As I prepared for the session, I became overwhelmed by all the bad news that is currently surrounding us in South Africa.
I tend to steer clear of regurgitating reams of negativity as I feel the mainstream press does a great job of keeping us all up-to-speed with that. But my mind couldn’t help going there: the brazen looting at VBS, the constant revelations of state capture; Johan Booysen’s reminder to us of the rot at the National Prosecuting Authority; the various commissions of enquiry that literally spew forth the rotten, effluent of the Zuma years. The Rand tumbling. Petrol prices sky-rocketing. Good people fleeing for foreign shores and bad people remaining, unpunished. It made me feel quite ill to be honest.
If you are feeling a degree of discomfort or even depression at the state of our nation and indeed the world then in my mind you are simply human. It tells me you care; you desire the fulfilment of your right to happiness; you are concerned about the betterment of the world; for safety and prosperity and well-being for all and not just the entitled rich; for the well-being of our children.
But questions kept coming to me that troubled me: Is my discomfort, my depression based on reality or on an invention of some kind? Who or what is controlling my state-of-mind; me or the news media or my friends or what I read on social media? Am I choosing to believe what is negative to fulfil some need for belonging; belonging to a legion of South Africans who are trapped in their own victimhood? Am I part of the problem or part of the solution?
I asked these questions because there was appearing a genuine paradox in my mind: I cannot possibly deny that we are better off as a nation today than we were this time last year and yet I feel worse. How come?
So let’s unpack this for a moment: If this time last year I had told you that Zuma would be gone, Cyril Ramaphosa would be our President; Tito Mboweni would be our Minister of Finance; Shaun Abrahams would have gone; Tom Moyane would have gone; Nomgcobo Jiba would have been suspended; some R100 billion worth of foreign direct investment would have been committed; a slew of commissions of enquiry would have been established to investigate state capture and the demise of SARS – would you have taken it? I would have!

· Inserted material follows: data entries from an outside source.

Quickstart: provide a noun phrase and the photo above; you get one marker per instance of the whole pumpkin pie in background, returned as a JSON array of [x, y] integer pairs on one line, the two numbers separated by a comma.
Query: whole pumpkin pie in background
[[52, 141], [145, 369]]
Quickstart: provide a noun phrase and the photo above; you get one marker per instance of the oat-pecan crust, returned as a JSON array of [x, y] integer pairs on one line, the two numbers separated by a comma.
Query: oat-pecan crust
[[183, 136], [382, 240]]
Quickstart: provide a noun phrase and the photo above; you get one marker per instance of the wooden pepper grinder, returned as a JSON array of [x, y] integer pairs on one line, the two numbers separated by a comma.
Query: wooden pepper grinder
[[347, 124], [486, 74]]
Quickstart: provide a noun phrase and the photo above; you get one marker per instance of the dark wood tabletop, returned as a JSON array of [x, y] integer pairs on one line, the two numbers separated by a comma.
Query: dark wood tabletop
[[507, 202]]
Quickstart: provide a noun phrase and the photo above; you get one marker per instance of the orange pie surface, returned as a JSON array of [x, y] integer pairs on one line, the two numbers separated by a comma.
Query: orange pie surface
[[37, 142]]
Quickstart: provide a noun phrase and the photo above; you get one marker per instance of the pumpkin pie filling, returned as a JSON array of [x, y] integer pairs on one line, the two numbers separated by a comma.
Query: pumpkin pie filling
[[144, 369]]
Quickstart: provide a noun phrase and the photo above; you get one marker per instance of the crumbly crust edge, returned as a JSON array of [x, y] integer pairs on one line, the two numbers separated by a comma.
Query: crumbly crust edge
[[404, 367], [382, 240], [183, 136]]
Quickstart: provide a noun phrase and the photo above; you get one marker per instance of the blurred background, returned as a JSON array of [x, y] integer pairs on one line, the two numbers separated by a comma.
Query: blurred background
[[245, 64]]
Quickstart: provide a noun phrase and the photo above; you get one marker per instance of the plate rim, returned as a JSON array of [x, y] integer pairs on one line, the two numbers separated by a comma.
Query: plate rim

So again, why am I more negative today than this time last year? And why do I know that I am not alone?
The truth is that the truth will set us free. However, it will cause us considerable discomfort even pain, whilst it does. We are currently buckling under the burden of bad news. Because as much as I may list all the great things that have happened since last year, they have come amidst revelation after stinking revelation of the depth to which our nation has sunk in the past decade. And as we ingest our weekly, daily sometimes hourly doses of News24, Daily Maverick, City Press or whatever our media poison happens to be, we are systematically contaminating ourselves with the truth. And we are right at the bottom of the bad news barrel right now; we are in a very deep, dark place and we are struggling to see the many colourful and beautiful lights that are surrounding us.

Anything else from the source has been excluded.